Resta achatar a parcela de despesas que compõe qualquer programa político: as obras, os investimentos e as ações sociais. Não por acaso, ministérios como Cidades, Integração Nacional e Transportes estão entre os mais atingidos.
Ao menos, Palocci disse que neste ano não será mais repetido o expediente de elevar ou criar novos impostos, no qual se basearam os ajustes feitos durante o segundo mandato do presidente Fernando Henrique Cardoso.
No final do ano passado, porém, após o desfecho das eleições, o PT teve de impedir a queda da alíquota mais alta do Imposto de Renda da Pessoa Física, que passaria neste ano de 27,5% para 25%. O partido também apoiou a manutenção da alíquota da CSLL (Contribuição Social sobre o Lucro Líquido) em 9% -estava prevista a redução para 8%.

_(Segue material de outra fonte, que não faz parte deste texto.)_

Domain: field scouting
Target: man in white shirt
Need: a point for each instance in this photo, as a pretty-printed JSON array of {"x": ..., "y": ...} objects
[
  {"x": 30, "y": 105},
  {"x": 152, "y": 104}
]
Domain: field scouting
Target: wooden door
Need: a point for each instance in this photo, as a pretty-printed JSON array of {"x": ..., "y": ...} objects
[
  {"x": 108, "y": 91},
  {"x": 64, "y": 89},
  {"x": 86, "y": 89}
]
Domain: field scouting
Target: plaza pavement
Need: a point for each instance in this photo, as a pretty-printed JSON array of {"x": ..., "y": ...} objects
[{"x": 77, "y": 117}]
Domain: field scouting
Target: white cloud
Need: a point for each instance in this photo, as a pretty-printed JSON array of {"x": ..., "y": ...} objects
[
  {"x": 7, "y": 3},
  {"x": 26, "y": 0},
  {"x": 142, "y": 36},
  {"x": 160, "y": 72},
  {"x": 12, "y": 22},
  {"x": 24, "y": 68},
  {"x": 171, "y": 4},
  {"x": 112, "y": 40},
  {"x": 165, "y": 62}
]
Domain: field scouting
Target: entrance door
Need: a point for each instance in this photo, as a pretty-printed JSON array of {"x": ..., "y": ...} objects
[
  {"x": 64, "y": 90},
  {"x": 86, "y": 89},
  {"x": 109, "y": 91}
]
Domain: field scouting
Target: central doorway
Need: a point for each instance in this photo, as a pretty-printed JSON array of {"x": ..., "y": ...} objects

A impossibilidade de abrir mão de receitas torna um quebra-cabeça a proposta de uma reforma tributária que beneficie o setor produtivo, uma das bandeiras do governo Lula cujo futuro permanece incerto.

Mais cortes?
Mantega lançou o que pretende ser um programa destinado a elevar a eficiência do que os técnicos chamam de gastos de custeio -aqueles que vão da conta de telefone até os serviços de informática contratados.
Acredita-se que, combatendo o desperdício, revisando contratos e criando indicadores para o desempenho dos gestores, seja possível atenuar os efeitos da penúria orçamentária.
Não há por que, porém, esperar resultados salvadores das medidas. Ações como essa, ainda que louváveis, produzem ganhos de médio ou longo prazo. E todo o custeio federal não chega a R$ 14 bilhões anuais.
No curto prazo, o que os dados divulgados indicam é um cenário econômico pessimista. A projeção oficial para o crescimento do PIB (Produto Interno Bruto) caiu de 3% para 2,8% neste ano -e o mercado trabalha com uma taxa média de apenas 2%.
Menor crescimento significa arrecadação de impostos menor, o que ajuda a explicar a cautela das equipes da Fazenda e do Planejamento. Além do corte (ou contingenciamento) já anunciado, há mais R$ 700 milhões em despesas que dependem de autorização da área econômica.
Outro risco é a política do Banco Central, que ainda não conseguiu convencer os investidores da viabilidade da meta de 8,5% para a inflação de 2003. Segundo levantamento do próprio BC, na semana passada os bancos elevaram de 11,44% para 11,84% suas projeções para o IPCA.
Essa situação faz crescer a possibilidade de um novo aumento de juros neste mês, o que elevará a dívida pública. Enquanto os juros não iniciarem a queda mais uma vez mencionada ontem por Palocci e Mantega, há possibilidade de mais cortes de gastos.